= Danger: Low Brow =

Danger: Low Brow was a comedy show on Melbourne radio station 3RRR from 1985 to 1991, before moving to Triple M and then Fox FM.

==Members and Where Are They Now==
The original members of the show were:

- Leaping Larry L, formerly writing for The Age newspaper, former co-host of now-defunct radio show All Over The Shop on 102.7 3RRR Thursdays at 2pm, writes on Leaping Larry L's crappy blog.
- Dennis Twilight (aka Dennis Tomaras).
- The Audio Assassin (aka David Armstrong) Currently reading the news on Melbourne radio's 3AW.
- Brett Duck (aka Brett McLeod) Currently reporting/reading the news on Melbourne television's Nine Network.

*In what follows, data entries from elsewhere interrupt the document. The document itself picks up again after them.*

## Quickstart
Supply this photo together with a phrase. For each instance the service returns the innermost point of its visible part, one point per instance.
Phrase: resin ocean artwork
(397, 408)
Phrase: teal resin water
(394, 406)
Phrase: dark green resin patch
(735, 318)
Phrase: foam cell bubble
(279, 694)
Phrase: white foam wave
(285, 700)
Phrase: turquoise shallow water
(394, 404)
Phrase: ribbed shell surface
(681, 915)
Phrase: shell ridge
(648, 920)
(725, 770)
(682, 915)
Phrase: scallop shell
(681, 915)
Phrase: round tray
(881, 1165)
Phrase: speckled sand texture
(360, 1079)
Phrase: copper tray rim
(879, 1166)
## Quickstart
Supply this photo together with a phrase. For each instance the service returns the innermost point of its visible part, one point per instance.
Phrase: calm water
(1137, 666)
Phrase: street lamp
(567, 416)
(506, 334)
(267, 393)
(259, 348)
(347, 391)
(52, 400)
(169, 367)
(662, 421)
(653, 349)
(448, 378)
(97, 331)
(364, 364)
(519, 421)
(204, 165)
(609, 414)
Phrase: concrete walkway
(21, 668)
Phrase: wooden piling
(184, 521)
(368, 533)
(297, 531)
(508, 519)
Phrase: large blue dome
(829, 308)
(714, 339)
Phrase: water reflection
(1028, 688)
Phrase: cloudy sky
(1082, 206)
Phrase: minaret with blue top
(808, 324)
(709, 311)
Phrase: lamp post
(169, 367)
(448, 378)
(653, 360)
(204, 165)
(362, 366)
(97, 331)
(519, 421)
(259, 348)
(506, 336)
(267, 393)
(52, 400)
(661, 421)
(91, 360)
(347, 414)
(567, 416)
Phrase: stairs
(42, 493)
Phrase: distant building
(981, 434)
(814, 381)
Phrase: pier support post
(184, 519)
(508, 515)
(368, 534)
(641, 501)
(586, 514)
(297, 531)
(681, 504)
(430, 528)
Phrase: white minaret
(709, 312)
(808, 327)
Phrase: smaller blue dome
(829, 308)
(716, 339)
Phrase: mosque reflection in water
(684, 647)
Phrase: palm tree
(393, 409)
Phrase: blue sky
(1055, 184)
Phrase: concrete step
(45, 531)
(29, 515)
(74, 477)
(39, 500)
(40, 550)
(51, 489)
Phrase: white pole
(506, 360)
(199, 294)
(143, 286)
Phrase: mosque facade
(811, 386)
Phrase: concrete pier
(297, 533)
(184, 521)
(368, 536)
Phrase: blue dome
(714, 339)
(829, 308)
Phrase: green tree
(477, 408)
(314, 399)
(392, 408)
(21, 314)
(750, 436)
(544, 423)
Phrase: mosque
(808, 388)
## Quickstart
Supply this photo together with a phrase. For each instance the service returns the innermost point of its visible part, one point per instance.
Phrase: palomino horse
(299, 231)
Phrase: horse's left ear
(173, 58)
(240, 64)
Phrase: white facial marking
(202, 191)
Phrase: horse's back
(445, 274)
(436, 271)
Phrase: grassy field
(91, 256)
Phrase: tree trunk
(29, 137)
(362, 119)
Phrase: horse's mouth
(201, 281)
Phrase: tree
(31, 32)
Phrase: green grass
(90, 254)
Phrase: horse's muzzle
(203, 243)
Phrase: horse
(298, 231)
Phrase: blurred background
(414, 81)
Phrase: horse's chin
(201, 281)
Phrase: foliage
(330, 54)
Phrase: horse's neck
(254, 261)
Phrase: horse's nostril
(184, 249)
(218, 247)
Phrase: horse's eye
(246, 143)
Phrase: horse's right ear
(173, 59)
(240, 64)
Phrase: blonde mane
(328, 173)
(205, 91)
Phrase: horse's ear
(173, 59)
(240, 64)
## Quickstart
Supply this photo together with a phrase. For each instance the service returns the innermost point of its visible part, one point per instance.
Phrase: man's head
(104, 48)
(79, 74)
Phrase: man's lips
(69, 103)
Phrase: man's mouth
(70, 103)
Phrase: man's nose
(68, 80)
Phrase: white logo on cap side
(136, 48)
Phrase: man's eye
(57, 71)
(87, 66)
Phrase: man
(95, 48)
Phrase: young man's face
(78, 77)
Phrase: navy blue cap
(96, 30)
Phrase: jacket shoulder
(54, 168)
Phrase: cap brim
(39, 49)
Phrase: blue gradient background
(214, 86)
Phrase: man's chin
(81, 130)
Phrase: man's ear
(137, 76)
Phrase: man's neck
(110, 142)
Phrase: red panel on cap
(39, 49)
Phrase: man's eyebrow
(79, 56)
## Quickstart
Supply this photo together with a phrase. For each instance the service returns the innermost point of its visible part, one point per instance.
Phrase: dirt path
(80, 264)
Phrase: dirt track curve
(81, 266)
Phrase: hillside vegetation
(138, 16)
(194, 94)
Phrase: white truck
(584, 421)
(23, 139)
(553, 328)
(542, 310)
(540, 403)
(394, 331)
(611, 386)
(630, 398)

==The Arriba! Sessions (Album)==
This album featured sketches which originated on the show from 1985 to 1989, completely re-recorded and issued in 1989, on cassette only. It included a number of ad parodies, the mock Beatles historical documentary "Do-It-Yourself Beatles", the fabricated movie trailer "Kung Fu Rabbi", and a travesty on English soccer commentary entitled "Big Genital Soccer".

==Appetite For Arriba! (Album)==
An album of sketches originating on the show from 1988 to 1990, re-recorded and released in 1990, on vinyl LP and cassette.